I consider this plan. “Why do you do them?” I ask quietly.

“Oh, the usual reasons,” she says, with an airy wave of the hand. “Because there's not enough going on in my life. The days—they're long, they drag. All those minutes.”

“Maybe you should get married,” I say. “Children. I hear they have a tendency to take your mind off things.”

“Ha,” she says, but then she is serious. “There is no one. No one like that.”

“Come on,” I say. “Not a single eligible man?” A cracking sound comes from nearby. I look up to see a woodpecker, his throat blue, his wings scarlet, drilling a hole into the nearest tree. He stops, blinks at me with beady bird eyes; then in a second he is gone, a scarlet and blue flash in the greenness.

“There are plenty of men sniffing around as usual,” she says, “some of them quite beautiful to look at, but no one I can talk to. I've been celibate for eight months now, if you want the truth. And you know how hard that is on me.…” She takes off her glasses and looks at me, and her eyes are dark gray today, and there is sunlight on her face.

I feel something snap inside like a twig. “Aw, hell,” I say, and reach for her. Her lips are rough, and her mouth tastes sour, but in a minute her breasts are in my hands, and when I push up her skirt, I find that her thighs are wet.

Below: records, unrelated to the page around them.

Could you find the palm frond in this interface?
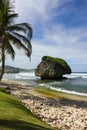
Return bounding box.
[8,33,32,57]
[7,23,33,39]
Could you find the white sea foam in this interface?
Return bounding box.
[50,87,87,96]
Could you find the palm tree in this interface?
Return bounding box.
[0,0,32,81]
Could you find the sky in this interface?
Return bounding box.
[6,0,87,72]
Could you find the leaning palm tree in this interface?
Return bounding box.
[0,0,32,81]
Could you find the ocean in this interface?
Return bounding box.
[3,70,87,96]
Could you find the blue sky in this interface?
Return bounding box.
[6,0,87,72]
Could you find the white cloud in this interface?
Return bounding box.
[6,0,87,71]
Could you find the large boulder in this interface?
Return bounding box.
[35,56,71,79]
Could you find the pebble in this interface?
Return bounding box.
[1,81,87,130]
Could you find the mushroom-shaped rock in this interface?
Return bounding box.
[35,56,71,79]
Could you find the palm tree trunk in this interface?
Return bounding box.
[0,47,5,81]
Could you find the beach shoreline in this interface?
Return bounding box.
[0,80,87,130]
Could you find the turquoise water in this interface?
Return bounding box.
[3,71,87,96]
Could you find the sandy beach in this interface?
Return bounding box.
[0,81,87,130]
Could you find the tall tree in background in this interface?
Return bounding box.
[0,0,32,81]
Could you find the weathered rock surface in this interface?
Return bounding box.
[35,56,71,79]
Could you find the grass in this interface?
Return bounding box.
[34,87,87,101]
[0,87,53,130]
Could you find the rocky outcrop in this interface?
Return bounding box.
[35,56,71,79]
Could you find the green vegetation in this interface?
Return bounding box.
[42,56,69,69]
[34,87,87,101]
[0,0,32,80]
[0,88,53,130]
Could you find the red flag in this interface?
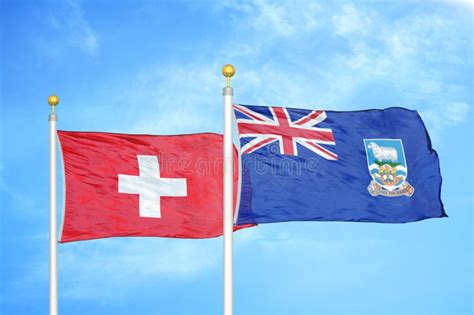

“Yes,” she breathes, “please, yes,” and it is awkward across the gearshift, so she climbs over and straddles my hips and lowers herself onto me, her knees pressed into the leather of the passenger seat, her arms around my head, and her breasts and her hair smelling of cigarette smoke and faintly of perfume, and her ready smell, which comes back to me now, pungent and familiar. It is over far too quickly, but I am there again soon, and we climb into the backseat and struggle out of our clothes and go at it the old-fashioned way, she moving beneath, solid and warm as sand, as the hot sun dapples through the leaves in light and shadow on my back, and all the years in between, the long, melancholy years, melting away like a bad dream.

13

F
OR OLD
times' sake, we get a room at the Bienville House in the Quarter. We make love beneath the starched sheets as businessmen and conventioneers congregate in the lobby below, and the noise of the bars and clubs along Bourbon reaches us, a carnival whisper through the thick plate glass, and the river shines dull and heavy with the mud of a continent beyond the low tops of the buildings. I make love to her, then I make love to her again, then I fuck her, because she asks me to and there is a difference, and afterward we lie slick with sweat, cooling in the blast of the air conditioner, two bodies tangled up in the sheets and in the past.